Mrs Knight was very cross. She did not like being baffled and confused — yet somehow I had automatically to be promoted a step. She had to say, as though Sheila had met me at the house of one of their friends ‘I’ve always heard that a barrister has to wait years for his briefs. Of course, I suppose you don’t mind waiting—’
I admitted that it would take time. Mrs Knight gave an appeased and comforted sigh, happy to be back on firm ground.
Soon after, there was a footfall outside the room, a slow footfall. Mrs Knight’s eyes widened. ‘He’s coming!’ she said. ‘He must have finished!’
Mr Knight entered with an exaggeratedly drooping, an exaggeratedly languid step. He was tall, massive, with a bay window of a stomach that began as far up as his lower chest. He was wearing a lounge suit without a dog collar, and he carried a sheaf of manuscript in his hand. His voice was exaggeratedly faint. He was, at first glance, a good deal of an actor, and he was indicating that the virtue had gone out of him.

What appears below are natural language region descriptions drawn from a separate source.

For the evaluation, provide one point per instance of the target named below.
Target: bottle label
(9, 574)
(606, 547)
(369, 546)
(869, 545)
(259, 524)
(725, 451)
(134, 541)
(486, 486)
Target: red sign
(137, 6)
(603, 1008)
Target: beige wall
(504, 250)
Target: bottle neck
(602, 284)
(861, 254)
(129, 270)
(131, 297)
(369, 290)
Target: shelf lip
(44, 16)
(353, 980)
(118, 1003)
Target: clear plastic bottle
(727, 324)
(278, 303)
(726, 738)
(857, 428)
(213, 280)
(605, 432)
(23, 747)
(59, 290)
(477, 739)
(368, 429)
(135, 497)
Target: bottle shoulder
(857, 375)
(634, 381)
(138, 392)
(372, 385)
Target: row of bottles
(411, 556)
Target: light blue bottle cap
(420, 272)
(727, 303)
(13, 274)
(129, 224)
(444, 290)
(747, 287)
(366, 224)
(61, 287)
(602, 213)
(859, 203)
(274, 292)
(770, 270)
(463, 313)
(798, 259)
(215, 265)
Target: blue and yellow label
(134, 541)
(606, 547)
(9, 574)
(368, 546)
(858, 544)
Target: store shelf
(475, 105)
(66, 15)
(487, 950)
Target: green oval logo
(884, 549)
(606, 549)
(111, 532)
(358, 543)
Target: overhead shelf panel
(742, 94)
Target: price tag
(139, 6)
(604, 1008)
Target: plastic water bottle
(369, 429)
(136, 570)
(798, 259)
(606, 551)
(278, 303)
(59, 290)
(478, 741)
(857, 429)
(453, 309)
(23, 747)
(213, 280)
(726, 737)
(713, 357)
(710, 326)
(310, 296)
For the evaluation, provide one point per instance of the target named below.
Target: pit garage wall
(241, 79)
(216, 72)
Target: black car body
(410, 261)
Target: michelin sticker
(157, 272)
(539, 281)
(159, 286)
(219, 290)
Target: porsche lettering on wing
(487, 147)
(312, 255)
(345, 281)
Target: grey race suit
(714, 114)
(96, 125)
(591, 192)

He said faintly to his wife: ‘I’m sorry I had to be late, darling,’ sat in the armchair which had been preserved for him, and half closed his eyes.
Mrs Knight asked with quacking concern whether he would like a cup of tea. It was plain that she adored him.
‘Perhaps a cup,’ he whispered. ‘Perhaps just a cup.’
The toast had been kept warm on the hotplate, she said anxiously. Or she could have some fresh made in three minutes.
‘Ican’t eat it, darling,’ he said. ‘I can’ eat it, I can’t eat anything.’
The faintness with which he spoke was bogus, Actually his voice was rich, and very flexible in its range of tone. He had a curious trick of repeating a phrase, and at the second turn completely altering the stress. Throughout his entry, which he enjoyed to the full, he had paid no attention to me, had not thrown me an open glance, but as he lay back with heavy lids drawn down he was observing me from the corner of an eye that was disturbingly sly and shrewd.